Das Gesetz über die branchenbezogene Impfpflicht gilt erst mal bis Ende 2022. Eine Verfassungsbeschwerde dagegen scheiterte. Bodendieck rechnet nicht damit, dass es im Laufe dieses Jahres noch gekippt wird. "Man wird die Probleme aussitzen", sagt er. Möglicherweise wird im Herbst über eine Fortsetzung der Impfpflicht diskutiert. Momentan halte er eine Verlängerung angesichts der problematischen Erfahrungen aber für unwahrscheinlich.
Pflegefachkraft Dana Hocker hofft, dass das Gesetz in ein paar Monaten ausläuft. Sie nimmt Corona ernst. "Wir schützen unsere Patienten, gehen mit Masken zu Hausbesuchen, testen uns regelmäßig", sagt sie. "Aber man merkt hoffentlich in der Politik, dass die Impfpflicht in der Pflege nicht umsetzbar ist."
Problem bei Neueinstellungen
Auch ihr Chef Torsten Bognitz schlägt sich seit Monaten mit dem Gesetz herum. Der Geschäftsführer des Caritasverbands Oberlausitz ist "überzeugter Impfbefürworter", wie er sagt. Eine allgemeine Impfpflicht würde er begrüßen. Doch was gerade gilt, macht ihn wütend. Das Gesetz hält Bognitz für "schlecht gemacht, unsinnig und ungerecht". "Eine schwache Berufsgruppe wie die Pflege, die ohnehin die größte Last in der Pandemie zu tragen hat, bekommt zusätzlich Ärger und muss eine Einschränkung ihrer Berufsfreiheit hinnehmen." Er kann seinen Mitarbeitern nicht erklären, warum sie geimpft sein müssen, die Pflicht aber nicht für Patienten und Heimbesucher gilt, die auch ein Ansteckungsrisiko sein könnten.
Zum Caritasverband Oberlausitz gehören ein Heim und mehrere Sozialstationen für häusliche Pflege mit insgesamt über 300 Mitarbeiterinnen und Mitarbeiter. Pflegerin Dana Hocker ist keine Ausnahme. Die Quote der ungeimpften Mitarbeiter liegt pro Haus zwischen 40 und 25 Prozent. Auf sie verzichten kann und will Torsten Bognitz nicht. Das wäre ein unvorstellbares Szenario für ihn. "Dann könnten wir unsere Patienten nicht mehr versorgen", sagt er. "Wir haben jetzt schon Probleme, weil der Personalmangel in der Branche ein Dauerproblem ist."
Der Caritas-Chef hat sich an die Vorschriften gehalten und ungeimpfte Mitarbeiter ans Gesundheitsamt gemeldet. Eine Rückmeldung habe auch er vom Amt bis heute nicht bekommen. Das ärgert ihn. "Die Behörde will etwas, man erfüllt die Pflicht, aber da kommt nichts zurück." Bisher gab es keine Sanktionen gegen ungeimpfte Mitarbeiter, aber Bognitz weiß nicht, ob das so bleibt.
Und er hat schon wieder ein neues Problem. Er sucht ständig Personal. Gerade hat er eine Bewerbung von einer ungeimpften Pflegehelferin bekommen.

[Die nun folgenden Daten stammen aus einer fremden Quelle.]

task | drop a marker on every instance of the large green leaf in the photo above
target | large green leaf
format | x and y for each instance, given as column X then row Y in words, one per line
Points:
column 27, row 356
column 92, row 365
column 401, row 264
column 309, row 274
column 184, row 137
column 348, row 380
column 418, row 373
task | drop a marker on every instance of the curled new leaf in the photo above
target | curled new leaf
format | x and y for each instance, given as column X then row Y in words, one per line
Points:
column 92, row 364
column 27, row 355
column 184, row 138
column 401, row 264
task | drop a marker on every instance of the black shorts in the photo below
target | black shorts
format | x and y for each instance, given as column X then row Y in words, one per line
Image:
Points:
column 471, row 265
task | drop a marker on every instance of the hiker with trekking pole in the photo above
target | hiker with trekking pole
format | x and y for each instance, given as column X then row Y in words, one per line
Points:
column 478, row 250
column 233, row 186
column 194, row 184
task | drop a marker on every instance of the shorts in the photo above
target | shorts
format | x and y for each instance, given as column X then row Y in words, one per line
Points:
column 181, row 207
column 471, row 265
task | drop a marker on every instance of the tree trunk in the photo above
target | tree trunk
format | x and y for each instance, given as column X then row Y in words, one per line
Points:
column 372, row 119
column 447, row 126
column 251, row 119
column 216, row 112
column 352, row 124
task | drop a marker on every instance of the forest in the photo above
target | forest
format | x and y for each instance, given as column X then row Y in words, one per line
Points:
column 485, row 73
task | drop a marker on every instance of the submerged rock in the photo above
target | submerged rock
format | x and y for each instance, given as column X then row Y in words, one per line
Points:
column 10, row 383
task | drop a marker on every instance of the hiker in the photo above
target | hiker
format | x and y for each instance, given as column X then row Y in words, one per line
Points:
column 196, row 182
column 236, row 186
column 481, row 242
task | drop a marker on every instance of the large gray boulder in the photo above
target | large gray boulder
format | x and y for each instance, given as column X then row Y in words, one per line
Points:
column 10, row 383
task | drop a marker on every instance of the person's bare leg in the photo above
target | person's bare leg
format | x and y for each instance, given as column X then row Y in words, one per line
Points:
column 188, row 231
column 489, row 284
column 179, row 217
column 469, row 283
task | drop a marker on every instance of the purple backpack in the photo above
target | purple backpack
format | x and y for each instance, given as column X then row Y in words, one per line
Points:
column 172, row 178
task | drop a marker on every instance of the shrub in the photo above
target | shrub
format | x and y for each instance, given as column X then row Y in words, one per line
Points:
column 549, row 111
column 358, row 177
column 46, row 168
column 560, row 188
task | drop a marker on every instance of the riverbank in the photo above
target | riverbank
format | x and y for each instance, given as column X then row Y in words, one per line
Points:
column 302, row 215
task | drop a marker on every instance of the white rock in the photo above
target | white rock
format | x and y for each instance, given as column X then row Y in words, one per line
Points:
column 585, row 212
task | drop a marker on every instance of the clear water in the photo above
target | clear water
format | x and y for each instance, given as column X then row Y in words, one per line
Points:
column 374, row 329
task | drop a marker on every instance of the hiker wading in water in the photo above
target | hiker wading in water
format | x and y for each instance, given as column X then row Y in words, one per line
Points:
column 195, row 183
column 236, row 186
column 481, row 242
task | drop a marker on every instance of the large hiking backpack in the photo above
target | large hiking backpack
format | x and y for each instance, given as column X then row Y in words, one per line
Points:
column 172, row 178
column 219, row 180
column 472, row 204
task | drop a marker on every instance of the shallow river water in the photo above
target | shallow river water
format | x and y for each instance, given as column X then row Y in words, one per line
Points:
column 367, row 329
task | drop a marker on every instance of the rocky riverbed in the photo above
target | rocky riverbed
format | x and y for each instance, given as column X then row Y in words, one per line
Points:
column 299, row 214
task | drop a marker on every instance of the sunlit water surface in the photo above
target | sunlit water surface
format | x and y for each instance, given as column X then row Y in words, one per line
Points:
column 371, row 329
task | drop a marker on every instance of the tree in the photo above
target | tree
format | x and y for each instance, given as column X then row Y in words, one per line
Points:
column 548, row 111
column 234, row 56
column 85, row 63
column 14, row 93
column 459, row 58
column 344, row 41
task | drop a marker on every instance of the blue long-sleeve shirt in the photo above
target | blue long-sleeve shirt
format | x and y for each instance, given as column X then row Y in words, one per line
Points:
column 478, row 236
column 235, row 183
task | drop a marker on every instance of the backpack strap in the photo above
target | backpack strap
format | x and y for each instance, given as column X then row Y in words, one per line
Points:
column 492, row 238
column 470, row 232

Aber es sieht nicht so aus, als ob er sie einstellen kann. Das Bautzner Gesundheitsamt, das für ihn zuständig ist, habe das bisher abgelehnt - wegen der fehlenden Impfung. Auf Nachfrage heißt es vom Landratsamt, dass ungeimpftes Personal weiterarbeiten könne, solange in einer Einrichtung kein Beschäftigungsverbot vorliege. Bei Neueinstellungen müsse aber ein Impfnachweis vorliegen.
Nachvollziehen kann Torsten Bognitz dieses Durcheinander nicht. "Solche Regelungen sind vollkommen unlogisch", sagt er. "Wer soll das denn noch verstehen?"